なので、この読書術では本を沢山読むことや、早く読めるようになることなどは目標にしません。毎年本を何冊読んだ、というように数値化することは、「読書家」であることをまわりにもアピールしやすく、自分の満足感も高まるので、こういった目標はよく使われがちです。とは言え、一冊の本を読んだかどうかなんて、結局自分自身が決めること。同じ「読んだ」でも、かつての私のように読んだ本のことを完全に忘れていたり、どんな本なのか説明できないような「読んだ」冊数が増えるだけの数字には意味を感じられません。なによりも、そういう「冊数」だけが増えても「これまで以上に読書を楽しめること」という目標が達成できるとは思えません。
目指すことは「たくさん読む」ではなく「たくさん語れる」こと。それを目標にして本を読んでいきます。読んだ量を誇るのではなく、読んだ量を誇らないことを誇るべきなのです。
大抵のよい本は「1回で理解するのが難しい」これが当たり前であることを知ることです。
新しい分野のことを学ぼうと思えば、ほとんどのことを知らないのが当然です。そうであれば、ほとんどの内容が1回でわからないことは当たり前。1回でわかるのは、物語を楽しむことが目的の小説1や、ほとんど知っていることしか書かれていない本くらいだと考えましょう。
ここでもまた学生時代の話に戻りますが、当時「教科書」という本は、一冊の本を何回も何回も繰り返し読んで、少しずつ理解しようとしていたはずです。1ページ2ページ読み進めるのに1時間2時間使うことも当たり前に行っていたのではないでしょうか?
読んだ本について語れるようになるために必要なのは、早く読む努力ではなく上手に読む努力です。ただ文字を追いかけて先に進むのではなく、考えるべきは理解力と定着力を最適化することです。結局、早く読める本というのは「早く読めてしまえる」くらいの本なのです。そうした本を何冊も読むよりも、興味深いことが沢山あり、早く読むことなどできない本を時間をかけてじっくりと読む方が、「知ること」を楽しめるはずです。
そして、そのようにして一冊一冊の本をじっくり読んでいけば、一冊の本を早く読む能力は自然に身に付いていきます。知っていることだらけの本であれば早く読めるのです。つまり、知っていることが増えれば増えるほど、早く読める本がどんどん増えていくのです。
アトミック・読書術の基本的なサイクルは「本を読む」「読書メモを残す」「メモを読み返して書き直す」を繰り返すことです。
メモを読み返して書き直すことを繰り返すことで、メモを残した内容は自然に「知っていること」に変化していきます。
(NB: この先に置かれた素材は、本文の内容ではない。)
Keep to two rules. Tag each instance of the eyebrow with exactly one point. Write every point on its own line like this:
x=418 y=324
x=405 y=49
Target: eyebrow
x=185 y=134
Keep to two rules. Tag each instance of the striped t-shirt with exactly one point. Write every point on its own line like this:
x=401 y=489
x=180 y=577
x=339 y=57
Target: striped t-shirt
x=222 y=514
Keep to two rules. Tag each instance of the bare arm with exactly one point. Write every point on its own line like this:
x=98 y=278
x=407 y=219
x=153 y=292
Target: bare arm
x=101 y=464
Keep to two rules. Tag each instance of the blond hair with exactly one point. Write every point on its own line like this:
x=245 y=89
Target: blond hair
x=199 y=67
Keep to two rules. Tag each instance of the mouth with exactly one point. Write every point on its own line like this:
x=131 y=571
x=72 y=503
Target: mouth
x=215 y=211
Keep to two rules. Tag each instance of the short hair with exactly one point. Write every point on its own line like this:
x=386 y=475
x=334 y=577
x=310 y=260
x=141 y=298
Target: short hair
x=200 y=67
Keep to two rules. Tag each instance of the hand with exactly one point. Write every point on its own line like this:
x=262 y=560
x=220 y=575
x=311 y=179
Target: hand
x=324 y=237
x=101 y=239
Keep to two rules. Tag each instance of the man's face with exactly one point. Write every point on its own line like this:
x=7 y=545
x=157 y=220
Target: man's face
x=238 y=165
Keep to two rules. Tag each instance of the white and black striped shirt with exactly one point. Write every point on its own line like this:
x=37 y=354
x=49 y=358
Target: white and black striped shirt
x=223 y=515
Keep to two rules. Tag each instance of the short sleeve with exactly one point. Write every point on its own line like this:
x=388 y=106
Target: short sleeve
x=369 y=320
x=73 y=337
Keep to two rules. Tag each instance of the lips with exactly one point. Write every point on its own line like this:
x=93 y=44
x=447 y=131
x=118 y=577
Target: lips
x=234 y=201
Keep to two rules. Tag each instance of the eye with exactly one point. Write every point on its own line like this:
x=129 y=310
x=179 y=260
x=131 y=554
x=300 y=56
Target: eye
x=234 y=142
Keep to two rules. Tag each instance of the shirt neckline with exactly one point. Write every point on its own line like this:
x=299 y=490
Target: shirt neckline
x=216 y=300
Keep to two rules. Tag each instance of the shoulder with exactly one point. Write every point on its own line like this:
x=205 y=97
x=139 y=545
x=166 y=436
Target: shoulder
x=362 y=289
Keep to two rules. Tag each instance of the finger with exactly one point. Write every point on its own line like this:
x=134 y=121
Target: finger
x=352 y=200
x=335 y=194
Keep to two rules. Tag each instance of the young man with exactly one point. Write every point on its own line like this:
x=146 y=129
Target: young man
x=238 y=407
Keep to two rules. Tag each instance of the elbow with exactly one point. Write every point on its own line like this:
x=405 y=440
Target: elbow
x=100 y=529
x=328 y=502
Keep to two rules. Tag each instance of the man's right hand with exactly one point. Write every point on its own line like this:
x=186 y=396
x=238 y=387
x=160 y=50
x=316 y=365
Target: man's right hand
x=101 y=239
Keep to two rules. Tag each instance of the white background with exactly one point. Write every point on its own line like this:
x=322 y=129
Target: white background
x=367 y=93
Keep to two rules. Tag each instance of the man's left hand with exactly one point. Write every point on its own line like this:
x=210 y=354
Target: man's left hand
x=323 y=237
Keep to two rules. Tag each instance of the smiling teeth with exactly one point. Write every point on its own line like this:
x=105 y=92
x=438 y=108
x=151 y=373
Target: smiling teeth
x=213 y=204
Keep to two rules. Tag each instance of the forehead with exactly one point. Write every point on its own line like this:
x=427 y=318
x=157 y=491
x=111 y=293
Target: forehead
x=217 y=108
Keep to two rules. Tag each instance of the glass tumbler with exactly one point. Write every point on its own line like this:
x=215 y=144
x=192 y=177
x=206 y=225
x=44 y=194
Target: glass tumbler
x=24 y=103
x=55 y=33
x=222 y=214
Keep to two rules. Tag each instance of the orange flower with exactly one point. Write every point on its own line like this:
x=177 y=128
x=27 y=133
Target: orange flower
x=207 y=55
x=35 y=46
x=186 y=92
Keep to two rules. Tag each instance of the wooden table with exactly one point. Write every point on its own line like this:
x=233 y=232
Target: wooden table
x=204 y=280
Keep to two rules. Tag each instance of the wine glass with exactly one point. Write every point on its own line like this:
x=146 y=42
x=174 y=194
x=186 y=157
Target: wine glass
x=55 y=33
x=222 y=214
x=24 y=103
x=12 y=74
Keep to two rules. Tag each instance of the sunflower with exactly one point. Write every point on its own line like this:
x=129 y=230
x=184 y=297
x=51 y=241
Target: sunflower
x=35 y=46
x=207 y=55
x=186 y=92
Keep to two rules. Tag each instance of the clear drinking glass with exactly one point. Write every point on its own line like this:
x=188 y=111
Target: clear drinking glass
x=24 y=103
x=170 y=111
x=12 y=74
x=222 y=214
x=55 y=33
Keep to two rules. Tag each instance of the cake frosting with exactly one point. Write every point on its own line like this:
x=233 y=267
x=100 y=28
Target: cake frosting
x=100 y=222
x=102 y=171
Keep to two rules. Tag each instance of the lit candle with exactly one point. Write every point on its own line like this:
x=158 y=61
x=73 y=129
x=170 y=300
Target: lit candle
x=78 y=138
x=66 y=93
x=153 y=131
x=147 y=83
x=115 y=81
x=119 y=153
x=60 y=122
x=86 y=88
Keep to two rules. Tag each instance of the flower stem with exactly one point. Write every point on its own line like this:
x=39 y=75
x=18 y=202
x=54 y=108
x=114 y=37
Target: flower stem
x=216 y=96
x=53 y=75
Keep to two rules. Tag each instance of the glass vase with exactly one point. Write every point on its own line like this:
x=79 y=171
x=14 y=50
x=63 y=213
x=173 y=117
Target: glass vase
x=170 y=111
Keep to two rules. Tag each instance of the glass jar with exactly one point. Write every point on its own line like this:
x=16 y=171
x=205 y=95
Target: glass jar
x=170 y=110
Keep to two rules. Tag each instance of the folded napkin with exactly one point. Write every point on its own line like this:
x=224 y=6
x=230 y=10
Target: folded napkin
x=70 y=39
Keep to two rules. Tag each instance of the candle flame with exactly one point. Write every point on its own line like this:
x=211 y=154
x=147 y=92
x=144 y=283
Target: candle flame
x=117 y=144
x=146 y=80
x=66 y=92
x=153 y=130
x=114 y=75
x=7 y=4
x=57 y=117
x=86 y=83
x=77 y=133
そして、知っていることが増えていくことで、読書メモを残すことにかかる時間は少しずつ少なくなっていきます。どんなことをメモに残すとよいか、ということについても、メモを読み返すことを繰り返せば、少しずつ自分に合った読書メモの残し方が身に付いていきます。
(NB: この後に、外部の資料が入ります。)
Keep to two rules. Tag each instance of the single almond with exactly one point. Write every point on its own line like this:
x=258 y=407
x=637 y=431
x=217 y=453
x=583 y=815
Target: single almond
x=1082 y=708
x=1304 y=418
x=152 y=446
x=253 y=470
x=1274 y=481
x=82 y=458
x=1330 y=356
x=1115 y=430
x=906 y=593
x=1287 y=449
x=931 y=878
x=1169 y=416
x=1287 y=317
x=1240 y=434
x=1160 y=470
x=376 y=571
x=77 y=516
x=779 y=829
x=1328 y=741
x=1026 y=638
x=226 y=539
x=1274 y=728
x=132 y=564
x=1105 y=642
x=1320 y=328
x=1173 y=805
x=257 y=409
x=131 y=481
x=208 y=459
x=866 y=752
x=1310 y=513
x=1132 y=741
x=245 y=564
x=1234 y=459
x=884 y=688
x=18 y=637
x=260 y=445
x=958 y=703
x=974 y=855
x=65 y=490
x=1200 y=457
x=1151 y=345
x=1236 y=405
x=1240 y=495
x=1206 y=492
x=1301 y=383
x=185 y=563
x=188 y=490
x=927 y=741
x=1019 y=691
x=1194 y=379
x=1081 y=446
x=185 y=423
メモの残し方は、もちろん本書でもいろいろ考えていきますが、最終的に1冊の本からどんなメモを残すのか選ぶのはメモを書く人次第です。自分はどんな読書メモを残すのか。そうやって残した読書メモの違いこそが読書をする人の個性・好みであり、そうやって残したメモを振り返ることにで自分の個性が見えてくるようにもなるのです。
このように、読書メモを残して、メモを読み返すということを繰り返すので、1冊の本を読む以外にも「読書」には余分な時間が必要になります。毎日12時間読書に時間を使う、というほどの気合いは必要ありませんが、無駄にテレビを観たりスマホをぽちぽちしたりするような時間を減らして本を読もう、というくらいの「気合い」があるに越したことはありません。(そういう時間をなくせば、案外無理せず毎日1時間くらい時間が作れます)
こういったことを踏まえて、次からはより具体的な「読む方法」について考えていきたいと思います。
物語を楽しむ小説も、世界観を理解したりするために「何回も読む」人も大勢います。やはりそれも「1回読んだだけではわからない」ものです。